Friday, February 1, 2019

Understanding the Realities of Language Data

This is a guest post by Luigi Muzii that focuses mostly on the various questions that surround Language Data, which by most “big data” definitions and volumes is really not what most in the community would consider big data. As the world hurtles into the brave new world that is being created by a growling volume of machine learning and AI applications, the question of getting the data right is often brushed aside. Most think the data is a solved problem or presume that data is easily available. However, those of us who have been working at MT seriously over the last decade understand this is far from a solved problem. Machines learn from data and smart engineers can find ways to leverage the patterns in data in innumerable ways. Properly used it can make knowledge work easier, or more efficient e.g. machine translation, recommendation, and personalization.

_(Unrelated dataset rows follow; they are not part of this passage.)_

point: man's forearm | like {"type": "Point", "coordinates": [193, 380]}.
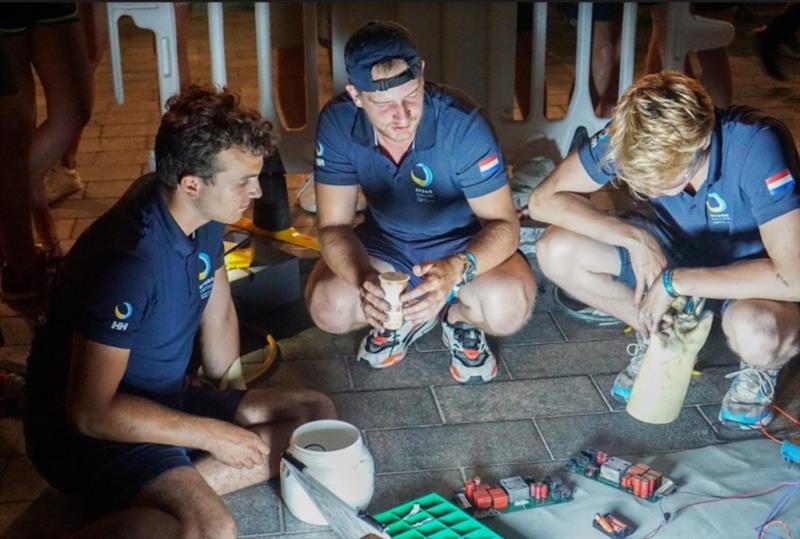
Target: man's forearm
{"type": "Point", "coordinates": [133, 419]}
{"type": "Point", "coordinates": [495, 243]}
{"type": "Point", "coordinates": [577, 214]}
{"type": "Point", "coordinates": [757, 278]}
{"type": "Point", "coordinates": [344, 254]}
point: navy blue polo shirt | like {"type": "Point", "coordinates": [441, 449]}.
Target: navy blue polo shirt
{"type": "Point", "coordinates": [134, 280]}
{"type": "Point", "coordinates": [751, 180]}
{"type": "Point", "coordinates": [454, 157]}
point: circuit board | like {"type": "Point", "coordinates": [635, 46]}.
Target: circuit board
{"type": "Point", "coordinates": [537, 496]}
{"type": "Point", "coordinates": [637, 480]}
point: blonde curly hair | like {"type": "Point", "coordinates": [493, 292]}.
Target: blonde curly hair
{"type": "Point", "coordinates": [661, 124]}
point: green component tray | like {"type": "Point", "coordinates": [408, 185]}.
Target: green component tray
{"type": "Point", "coordinates": [437, 518]}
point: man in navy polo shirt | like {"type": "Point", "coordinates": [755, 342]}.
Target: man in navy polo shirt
{"type": "Point", "coordinates": [439, 210]}
{"type": "Point", "coordinates": [108, 414]}
{"type": "Point", "coordinates": [723, 186]}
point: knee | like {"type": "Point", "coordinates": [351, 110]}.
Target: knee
{"type": "Point", "coordinates": [214, 525]}
{"type": "Point", "coordinates": [507, 311]}
{"type": "Point", "coordinates": [753, 333]}
{"type": "Point", "coordinates": [554, 252]}
{"type": "Point", "coordinates": [331, 312]}
{"type": "Point", "coordinates": [315, 405]}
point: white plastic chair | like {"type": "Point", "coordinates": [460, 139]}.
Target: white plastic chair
{"type": "Point", "coordinates": [159, 17]}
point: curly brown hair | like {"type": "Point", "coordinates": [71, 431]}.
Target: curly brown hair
{"type": "Point", "coordinates": [201, 122]}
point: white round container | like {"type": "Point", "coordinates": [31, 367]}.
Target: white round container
{"type": "Point", "coordinates": [335, 455]}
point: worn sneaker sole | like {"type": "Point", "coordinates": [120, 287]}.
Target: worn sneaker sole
{"type": "Point", "coordinates": [467, 375]}
{"type": "Point", "coordinates": [732, 423]}
{"type": "Point", "coordinates": [396, 357]}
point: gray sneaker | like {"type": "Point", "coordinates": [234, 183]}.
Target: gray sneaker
{"type": "Point", "coordinates": [749, 399]}
{"type": "Point", "coordinates": [623, 383]}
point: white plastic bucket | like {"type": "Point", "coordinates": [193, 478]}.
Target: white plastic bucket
{"type": "Point", "coordinates": [336, 456]}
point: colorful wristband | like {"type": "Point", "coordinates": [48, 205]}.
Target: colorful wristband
{"type": "Point", "coordinates": [666, 280]}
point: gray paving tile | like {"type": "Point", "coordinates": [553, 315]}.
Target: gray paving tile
{"type": "Point", "coordinates": [325, 375]}
{"type": "Point", "coordinates": [432, 448]}
{"type": "Point", "coordinates": [256, 509]}
{"type": "Point", "coordinates": [315, 343]}
{"type": "Point", "coordinates": [293, 524]}
{"type": "Point", "coordinates": [539, 329]}
{"type": "Point", "coordinates": [416, 369]}
{"type": "Point", "coordinates": [618, 433]}
{"type": "Point", "coordinates": [519, 399]}
{"type": "Point", "coordinates": [50, 515]}
{"type": "Point", "coordinates": [387, 408]}
{"type": "Point", "coordinates": [576, 330]}
{"type": "Point", "coordinates": [564, 359]}
{"type": "Point", "coordinates": [16, 330]}
{"type": "Point", "coordinates": [716, 351]}
{"type": "Point", "coordinates": [392, 490]}
{"type": "Point", "coordinates": [492, 474]}
{"type": "Point", "coordinates": [708, 387]}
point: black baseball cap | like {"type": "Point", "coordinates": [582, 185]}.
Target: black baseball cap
{"type": "Point", "coordinates": [375, 42]}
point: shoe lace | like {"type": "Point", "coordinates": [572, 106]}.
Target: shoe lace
{"type": "Point", "coordinates": [469, 337]}
{"type": "Point", "coordinates": [309, 183]}
{"type": "Point", "coordinates": [752, 381]}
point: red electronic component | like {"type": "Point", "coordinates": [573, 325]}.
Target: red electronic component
{"type": "Point", "coordinates": [483, 500]}
{"type": "Point", "coordinates": [499, 498]}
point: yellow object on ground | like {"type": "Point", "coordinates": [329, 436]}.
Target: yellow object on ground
{"type": "Point", "coordinates": [287, 235]}
{"type": "Point", "coordinates": [247, 368]}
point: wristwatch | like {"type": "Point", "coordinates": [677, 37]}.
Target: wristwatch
{"type": "Point", "coordinates": [469, 269]}
{"type": "Point", "coordinates": [468, 272]}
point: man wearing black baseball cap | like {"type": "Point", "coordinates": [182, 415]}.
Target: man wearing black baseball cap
{"type": "Point", "coordinates": [439, 210]}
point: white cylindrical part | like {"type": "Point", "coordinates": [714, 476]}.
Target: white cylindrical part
{"type": "Point", "coordinates": [393, 284]}
{"type": "Point", "coordinates": [335, 455]}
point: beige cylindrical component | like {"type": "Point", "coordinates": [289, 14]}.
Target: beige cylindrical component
{"type": "Point", "coordinates": [663, 380]}
{"type": "Point", "coordinates": [393, 284]}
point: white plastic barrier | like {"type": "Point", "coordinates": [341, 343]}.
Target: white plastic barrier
{"type": "Point", "coordinates": [159, 17]}
{"type": "Point", "coordinates": [470, 45]}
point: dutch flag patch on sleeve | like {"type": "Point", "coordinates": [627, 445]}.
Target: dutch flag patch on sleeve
{"type": "Point", "coordinates": [488, 165]}
{"type": "Point", "coordinates": [780, 182]}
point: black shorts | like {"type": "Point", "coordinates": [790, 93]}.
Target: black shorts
{"type": "Point", "coordinates": [18, 17]}
{"type": "Point", "coordinates": [106, 475]}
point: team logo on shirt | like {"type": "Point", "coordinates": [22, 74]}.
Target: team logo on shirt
{"type": "Point", "coordinates": [205, 277]}
{"type": "Point", "coordinates": [488, 165]}
{"type": "Point", "coordinates": [422, 174]}
{"type": "Point", "coordinates": [715, 203]}
{"type": "Point", "coordinates": [716, 207]}
{"type": "Point", "coordinates": [206, 260]}
{"type": "Point", "coordinates": [122, 311]}
{"type": "Point", "coordinates": [320, 152]}
{"type": "Point", "coordinates": [780, 182]}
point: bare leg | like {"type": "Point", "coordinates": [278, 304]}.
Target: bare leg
{"type": "Point", "coordinates": [178, 503]}
{"type": "Point", "coordinates": [273, 414]}
{"type": "Point", "coordinates": [58, 53]}
{"type": "Point", "coordinates": [716, 75]}
{"type": "Point", "coordinates": [183, 14]}
{"type": "Point", "coordinates": [16, 233]}
{"type": "Point", "coordinates": [764, 333]}
{"type": "Point", "coordinates": [499, 301]}
{"type": "Point", "coordinates": [585, 268]}
{"type": "Point", "coordinates": [333, 303]}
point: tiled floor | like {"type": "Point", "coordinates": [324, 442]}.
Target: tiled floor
{"type": "Point", "coordinates": [424, 431]}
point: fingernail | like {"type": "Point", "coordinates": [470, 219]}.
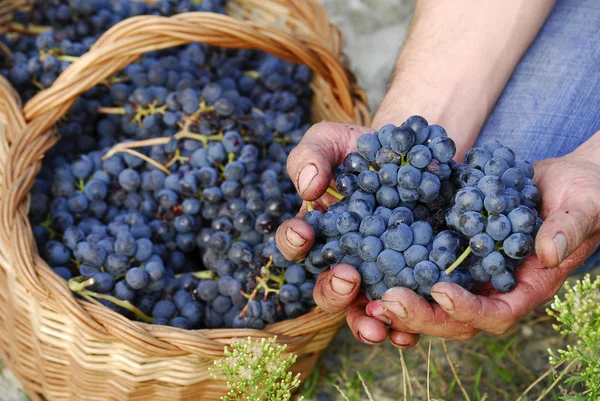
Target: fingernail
{"type": "Point", "coordinates": [399, 345]}
{"type": "Point", "coordinates": [294, 238]}
{"type": "Point", "coordinates": [365, 340]}
{"type": "Point", "coordinates": [397, 309]}
{"type": "Point", "coordinates": [341, 286]}
{"type": "Point", "coordinates": [377, 311]}
{"type": "Point", "coordinates": [383, 319]}
{"type": "Point", "coordinates": [443, 300]}
{"type": "Point", "coordinates": [308, 173]}
{"type": "Point", "coordinates": [560, 242]}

The value and quality of this pattern learning can only be as good as the data used, and however exciting all this technology seems, we need to understand that our comprehension of how the brain (much less the mind) works, is still really is only in its infancy. “Machine learning” is a geeky way of saying “finding complicated patterns in data”. The comparative learning capacity and the neuroplasticity of any 2-year-old child will pretty much put most of these "amazing and astounding" new AI technologies to shame. Computers can process huge amounts of data in seconds, and sometimes they can do this in VERY useful ways, and most of what we call AI today is rarely if ever much more than this. If the data is not good, the patterns will be suspect and often wrong. And given what we know about how easy it is to screw data up this will continue to be a challenge. In fact, DARPA and others are now discussing strategies about detecting and removing “poisoned data” on an increasingly regular basis. Much of the fear about rogue AI is based on this kind of adversarial machine learning which can lead trusted production systems astray to make biased and even dangerous errors.

Despite the hype, we should understand that deep learning algorithms are increasingly going to be viewed as commodities.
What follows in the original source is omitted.